Decretar a prisão preventiva do ex-presidente Jair Bolsonaro por uma visita à Embaixada da Hungria seria um excesso, segundo juristas ouvidos pela Gazeta do Povo. Provas de que houve um pedido de asilo político ao país europeu seriam necessárias para que a prisão preventiva fosse decretada. A possibilidade da aplicação da medida foi defendida por governistas depois da divulgação de um vídeo que mostra que Bolsonaro passou dois dias na Embaixada da Hungria. O ministro do Supremo Tribunal Federal (STF) Alexandre de Moraes, relator da investigação contra Bolsonaro, pediu explicações à defesa do ex-presidente no prazo de 48 horas.

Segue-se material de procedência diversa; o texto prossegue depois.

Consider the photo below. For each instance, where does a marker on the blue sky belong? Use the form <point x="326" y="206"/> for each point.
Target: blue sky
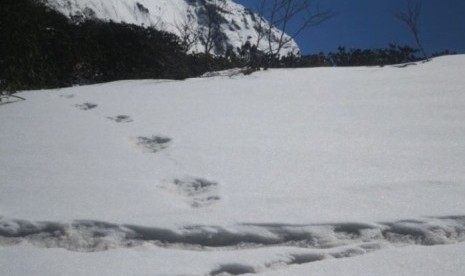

Os advogados de defesa confirmaram a permanência na embaixada, mas afirmaram que foi apenas “para manter contato com autoridades do país amigo”. Bolsonaro é aliado do primeiro-ministro húngaro, Viktor Orbán. A Polícia Federal, por outro lado, confirmou que deve abrir uma investigação para apurar a visita. Além disso, o Ministério das Relações Exteriores convocou Miklós Halmai, embaixador da Hungria, para prestar esclarecimentos. Halmai aparece nas imagens acompanhando o ex-presidente.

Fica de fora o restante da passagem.